Name it something else. Compare it to SVAE as peers, not as child-of-parent.
Estimated effort: a focused week for a first working prototype, longer for
proper characterization. Shelved here pending that dedicated time.
## Files
- `johanna_F_nosvd_trainer.py` — final state of the ablation trainer after
four debug rounds. Standalone (no imports from canonical F-class trainer).
Independent HF repo configured: `AbstractPhil/geolip-svae-nosvd-ablation`.
## What to read if resuming
1. This document. Start here.
2. The parent [geolip-svae README](https://huggingface.co/AbstractPhil/geolip-SVAE)
for architectural context on what you're replacing.
3. The [F-class batteries README](https://huggingface.co/AbstractPhil/geolip-svae-batteries)
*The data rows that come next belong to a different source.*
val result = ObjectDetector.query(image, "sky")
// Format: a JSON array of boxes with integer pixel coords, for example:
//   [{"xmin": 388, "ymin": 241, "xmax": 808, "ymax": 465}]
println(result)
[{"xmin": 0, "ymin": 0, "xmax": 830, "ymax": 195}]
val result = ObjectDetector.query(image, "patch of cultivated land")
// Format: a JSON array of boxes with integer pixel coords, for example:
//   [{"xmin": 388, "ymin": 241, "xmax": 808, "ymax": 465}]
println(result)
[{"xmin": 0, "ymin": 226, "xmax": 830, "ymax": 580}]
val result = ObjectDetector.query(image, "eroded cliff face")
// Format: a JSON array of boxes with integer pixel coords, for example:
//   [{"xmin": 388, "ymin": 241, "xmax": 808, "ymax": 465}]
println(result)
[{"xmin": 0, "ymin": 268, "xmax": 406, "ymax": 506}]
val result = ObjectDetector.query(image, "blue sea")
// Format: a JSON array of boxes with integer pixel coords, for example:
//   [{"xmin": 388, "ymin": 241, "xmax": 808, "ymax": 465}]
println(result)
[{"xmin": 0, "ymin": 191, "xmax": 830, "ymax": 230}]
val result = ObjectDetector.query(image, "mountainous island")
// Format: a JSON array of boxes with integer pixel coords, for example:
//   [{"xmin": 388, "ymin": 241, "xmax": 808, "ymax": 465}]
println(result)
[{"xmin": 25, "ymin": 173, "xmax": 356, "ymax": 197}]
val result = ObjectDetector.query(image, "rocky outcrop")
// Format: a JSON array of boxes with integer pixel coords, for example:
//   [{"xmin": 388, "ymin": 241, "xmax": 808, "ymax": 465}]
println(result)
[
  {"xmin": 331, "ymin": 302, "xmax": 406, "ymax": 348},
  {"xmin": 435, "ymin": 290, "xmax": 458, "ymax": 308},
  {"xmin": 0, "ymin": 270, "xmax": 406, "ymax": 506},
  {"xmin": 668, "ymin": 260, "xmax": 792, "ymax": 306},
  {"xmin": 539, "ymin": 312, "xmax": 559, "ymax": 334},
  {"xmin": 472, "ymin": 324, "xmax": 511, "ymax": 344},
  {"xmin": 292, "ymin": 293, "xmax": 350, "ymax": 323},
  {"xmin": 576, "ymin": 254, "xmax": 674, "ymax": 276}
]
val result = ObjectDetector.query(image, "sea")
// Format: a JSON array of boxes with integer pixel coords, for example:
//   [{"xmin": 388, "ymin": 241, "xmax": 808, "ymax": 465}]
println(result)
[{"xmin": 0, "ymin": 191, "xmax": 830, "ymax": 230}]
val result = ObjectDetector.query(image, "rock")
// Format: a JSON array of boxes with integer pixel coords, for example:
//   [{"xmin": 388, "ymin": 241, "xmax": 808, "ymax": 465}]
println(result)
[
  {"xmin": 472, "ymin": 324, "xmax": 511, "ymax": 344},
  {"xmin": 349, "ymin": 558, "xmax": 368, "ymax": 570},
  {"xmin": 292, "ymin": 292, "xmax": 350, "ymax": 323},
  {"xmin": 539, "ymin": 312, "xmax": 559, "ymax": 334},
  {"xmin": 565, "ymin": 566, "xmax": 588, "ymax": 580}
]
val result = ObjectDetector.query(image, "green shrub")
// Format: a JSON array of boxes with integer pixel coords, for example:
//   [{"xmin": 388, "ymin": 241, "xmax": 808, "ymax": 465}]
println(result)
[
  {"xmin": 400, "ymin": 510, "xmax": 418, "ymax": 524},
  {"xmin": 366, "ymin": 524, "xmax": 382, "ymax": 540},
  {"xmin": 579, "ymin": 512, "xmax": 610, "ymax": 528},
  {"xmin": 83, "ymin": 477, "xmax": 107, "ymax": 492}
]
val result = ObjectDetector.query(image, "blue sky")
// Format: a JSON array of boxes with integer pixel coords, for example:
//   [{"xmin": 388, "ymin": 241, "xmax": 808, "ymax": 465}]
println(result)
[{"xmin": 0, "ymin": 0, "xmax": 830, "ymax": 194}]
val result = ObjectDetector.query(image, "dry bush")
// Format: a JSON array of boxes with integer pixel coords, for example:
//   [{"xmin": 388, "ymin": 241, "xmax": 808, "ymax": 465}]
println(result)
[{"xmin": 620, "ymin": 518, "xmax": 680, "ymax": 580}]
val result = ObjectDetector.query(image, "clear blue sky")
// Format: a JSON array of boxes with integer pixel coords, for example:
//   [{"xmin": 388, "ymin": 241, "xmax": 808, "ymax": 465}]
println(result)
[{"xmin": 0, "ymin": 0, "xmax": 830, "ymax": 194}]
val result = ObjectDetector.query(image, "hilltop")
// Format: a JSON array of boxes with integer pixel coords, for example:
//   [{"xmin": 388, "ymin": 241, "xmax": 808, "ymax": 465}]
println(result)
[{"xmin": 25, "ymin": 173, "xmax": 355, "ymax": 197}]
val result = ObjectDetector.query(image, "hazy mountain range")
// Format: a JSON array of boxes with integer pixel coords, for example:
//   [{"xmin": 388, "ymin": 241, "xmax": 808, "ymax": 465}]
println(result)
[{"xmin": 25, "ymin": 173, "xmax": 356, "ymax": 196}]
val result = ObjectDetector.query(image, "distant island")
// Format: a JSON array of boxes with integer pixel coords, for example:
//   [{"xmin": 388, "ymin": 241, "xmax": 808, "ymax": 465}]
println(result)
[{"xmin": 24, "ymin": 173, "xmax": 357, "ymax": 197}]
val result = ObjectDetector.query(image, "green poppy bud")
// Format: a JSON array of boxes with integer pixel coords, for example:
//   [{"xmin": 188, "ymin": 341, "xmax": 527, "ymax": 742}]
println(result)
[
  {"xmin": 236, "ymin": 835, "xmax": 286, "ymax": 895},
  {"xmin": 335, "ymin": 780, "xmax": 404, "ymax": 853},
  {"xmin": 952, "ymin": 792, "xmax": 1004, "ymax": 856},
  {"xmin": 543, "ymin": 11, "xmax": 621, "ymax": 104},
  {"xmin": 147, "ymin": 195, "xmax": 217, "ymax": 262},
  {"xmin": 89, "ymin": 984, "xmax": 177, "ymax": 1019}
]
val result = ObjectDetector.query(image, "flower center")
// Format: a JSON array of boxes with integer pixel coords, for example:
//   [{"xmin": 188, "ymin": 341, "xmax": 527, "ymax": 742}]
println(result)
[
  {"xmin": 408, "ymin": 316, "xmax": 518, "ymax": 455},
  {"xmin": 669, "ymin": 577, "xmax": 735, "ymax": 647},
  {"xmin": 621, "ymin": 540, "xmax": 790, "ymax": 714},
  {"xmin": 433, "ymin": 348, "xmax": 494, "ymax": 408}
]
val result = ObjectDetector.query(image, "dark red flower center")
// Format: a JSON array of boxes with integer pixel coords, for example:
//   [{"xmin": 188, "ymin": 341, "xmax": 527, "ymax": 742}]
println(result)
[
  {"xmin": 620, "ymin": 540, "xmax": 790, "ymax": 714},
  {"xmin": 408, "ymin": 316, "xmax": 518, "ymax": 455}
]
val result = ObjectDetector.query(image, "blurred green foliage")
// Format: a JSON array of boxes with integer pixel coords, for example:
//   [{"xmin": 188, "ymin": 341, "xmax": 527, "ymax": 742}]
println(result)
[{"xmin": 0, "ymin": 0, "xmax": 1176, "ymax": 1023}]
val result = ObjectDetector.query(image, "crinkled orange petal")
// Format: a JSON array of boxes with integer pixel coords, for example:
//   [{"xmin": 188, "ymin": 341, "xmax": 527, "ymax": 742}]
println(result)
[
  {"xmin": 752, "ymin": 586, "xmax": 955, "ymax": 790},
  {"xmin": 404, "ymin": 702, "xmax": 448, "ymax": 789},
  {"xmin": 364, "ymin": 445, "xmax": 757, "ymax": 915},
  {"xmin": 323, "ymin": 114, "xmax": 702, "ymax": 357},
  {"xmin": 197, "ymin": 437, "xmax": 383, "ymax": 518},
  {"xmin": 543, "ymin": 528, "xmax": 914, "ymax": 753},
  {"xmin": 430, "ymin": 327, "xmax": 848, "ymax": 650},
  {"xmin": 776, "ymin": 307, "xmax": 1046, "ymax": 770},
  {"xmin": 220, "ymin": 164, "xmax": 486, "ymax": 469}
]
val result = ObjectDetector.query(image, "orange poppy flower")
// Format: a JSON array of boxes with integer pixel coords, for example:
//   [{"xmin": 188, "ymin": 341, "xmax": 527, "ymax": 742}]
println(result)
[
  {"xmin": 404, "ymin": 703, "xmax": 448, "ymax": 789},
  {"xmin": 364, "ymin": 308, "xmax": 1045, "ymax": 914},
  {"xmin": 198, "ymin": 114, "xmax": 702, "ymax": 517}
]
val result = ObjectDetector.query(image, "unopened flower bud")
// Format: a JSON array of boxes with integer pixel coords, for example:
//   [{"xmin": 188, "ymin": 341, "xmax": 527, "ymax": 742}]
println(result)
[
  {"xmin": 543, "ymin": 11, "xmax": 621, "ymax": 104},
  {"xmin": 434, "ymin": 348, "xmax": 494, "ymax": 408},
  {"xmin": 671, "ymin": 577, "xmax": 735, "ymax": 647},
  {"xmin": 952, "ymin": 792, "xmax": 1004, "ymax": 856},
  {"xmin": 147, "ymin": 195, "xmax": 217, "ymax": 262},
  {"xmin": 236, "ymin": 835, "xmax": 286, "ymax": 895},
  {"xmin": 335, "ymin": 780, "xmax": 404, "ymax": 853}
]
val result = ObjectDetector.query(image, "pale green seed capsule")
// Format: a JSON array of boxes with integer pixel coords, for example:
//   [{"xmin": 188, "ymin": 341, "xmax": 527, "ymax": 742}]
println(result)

for the framework the ablation was meant to validate against.
4. The omega tokens blog post for the self-solving frame framing that
motivated the ablation in the first place.
Do not resume this as "finish debugging the Linear readout." Resume as
"design the proper VAE successor." The four rounds of debugging already
told you why the direct replacement doesn't work.